For the collection of relevant data we provide external links related to each individual nsSNP and the entire gene. Gene information is accessed through its Entrez gene entry which contains information such as publications and links to other relevant databases. Viewing selected nsSNP information takes users to the associated ClinVar page which includes direct links to prior publications associated with the nsSNP and other related information in databases such as dbSNP and OMIM. Viewing the nsSNP results in a BLAT search opens the UCSC genome browser [39] to the location identified by the BLAT search. The UCSC interface allows users to see the nsSNP in the context of its location in the human genome and view the multitude of annotations collected by UCSC and others.

Results and discussion

Dataset summary

The humsavar, ClinVar and humvar datasets were used for the purpose of testing and training the pathogenicity and phenotype prediction algorithms of GESPA. The humsavar set consists of 62277 nsSNPs classified as either disease-associated (24399) or simple polymorphisms (37878). Humsavar incorporates data from UniProt [40] and contains likely phenotypes for all disease-associated nsSNPs that are part of the dataset. Analysis of the humsavar dataset showed that 584 benign nsSNPs were confirmed pathogenic in literature elsewhere.

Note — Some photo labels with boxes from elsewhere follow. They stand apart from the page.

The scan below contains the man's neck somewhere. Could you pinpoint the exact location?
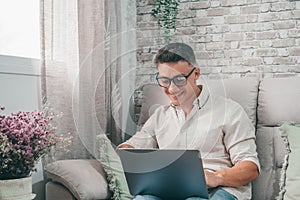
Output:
[180,87,202,117]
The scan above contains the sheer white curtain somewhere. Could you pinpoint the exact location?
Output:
[41,0,136,159]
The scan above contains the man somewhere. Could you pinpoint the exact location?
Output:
[119,43,260,200]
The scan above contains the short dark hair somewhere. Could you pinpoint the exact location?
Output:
[154,43,196,65]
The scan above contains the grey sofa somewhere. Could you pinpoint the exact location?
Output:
[45,77,300,200]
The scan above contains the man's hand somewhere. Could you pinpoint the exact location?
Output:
[204,170,222,188]
[204,161,259,187]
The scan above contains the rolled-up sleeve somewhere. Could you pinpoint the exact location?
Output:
[223,101,260,171]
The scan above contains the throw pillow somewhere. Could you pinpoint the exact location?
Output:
[45,159,110,199]
[279,123,300,200]
[98,134,133,200]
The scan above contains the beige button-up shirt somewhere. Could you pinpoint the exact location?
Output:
[125,87,260,200]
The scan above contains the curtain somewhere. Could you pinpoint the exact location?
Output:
[40,0,136,160]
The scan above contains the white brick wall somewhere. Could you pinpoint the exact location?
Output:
[137,0,300,86]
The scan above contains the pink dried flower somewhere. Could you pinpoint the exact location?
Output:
[0,106,56,179]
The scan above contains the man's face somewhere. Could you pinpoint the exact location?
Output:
[157,61,200,106]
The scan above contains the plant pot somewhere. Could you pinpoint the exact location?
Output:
[0,176,35,200]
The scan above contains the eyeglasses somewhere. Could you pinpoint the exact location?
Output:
[156,67,196,88]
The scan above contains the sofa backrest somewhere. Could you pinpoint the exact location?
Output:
[253,77,300,200]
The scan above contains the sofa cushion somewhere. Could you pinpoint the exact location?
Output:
[45,160,110,200]
[252,126,286,200]
[199,77,259,125]
[139,78,259,125]
[279,123,300,200]
[257,77,300,126]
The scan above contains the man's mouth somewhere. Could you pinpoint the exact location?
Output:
[171,91,183,99]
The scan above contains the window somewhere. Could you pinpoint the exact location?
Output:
[0,0,40,59]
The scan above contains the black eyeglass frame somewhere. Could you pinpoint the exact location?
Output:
[156,67,196,88]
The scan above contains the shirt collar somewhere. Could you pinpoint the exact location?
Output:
[193,85,209,110]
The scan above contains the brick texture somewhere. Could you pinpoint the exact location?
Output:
[136,0,300,87]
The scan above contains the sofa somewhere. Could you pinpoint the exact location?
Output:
[45,77,300,200]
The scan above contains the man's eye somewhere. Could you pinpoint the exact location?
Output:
[174,76,186,82]
[159,78,170,84]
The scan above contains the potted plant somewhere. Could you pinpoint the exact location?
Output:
[151,0,179,45]
[0,106,56,200]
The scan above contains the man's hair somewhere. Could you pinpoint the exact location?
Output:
[154,43,196,65]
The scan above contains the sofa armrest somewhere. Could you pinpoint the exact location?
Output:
[45,160,110,200]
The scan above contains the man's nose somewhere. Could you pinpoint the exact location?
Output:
[168,81,178,94]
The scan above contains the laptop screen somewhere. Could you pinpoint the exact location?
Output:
[119,149,208,199]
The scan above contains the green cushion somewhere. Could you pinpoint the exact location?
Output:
[279,123,300,200]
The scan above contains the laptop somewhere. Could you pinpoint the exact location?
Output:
[119,149,208,200]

The ClinVar dataset contains 22733 nsSNPs with predictions for pathogenicity and phenotype. Out of 22733 nsSNPs, 800 matched with those on humsavar. Even with this minimal overlap GESPA performed well when tested on humsavar.

Finally, in order to further confirm the accuracy of GESPA, the independent humvar [41] dataset was used as a training set for pathogenicity. The optimal cutoff values for GESPA’s pathogenicity prediction algorithm derived from training on humvar were tested on the humsavar dataset. The humvar dataset contains a total of 21185 nsSNPs, 8241 identified as polymorphisms and 12944 identified as pathogenic. Additionally, the humvar dataset shares 5333 nsSNPs with humsavar which were removed while assessing accuracy of GESPA. The humvar dataset also shares 1672 nsSNPs with ClinVar.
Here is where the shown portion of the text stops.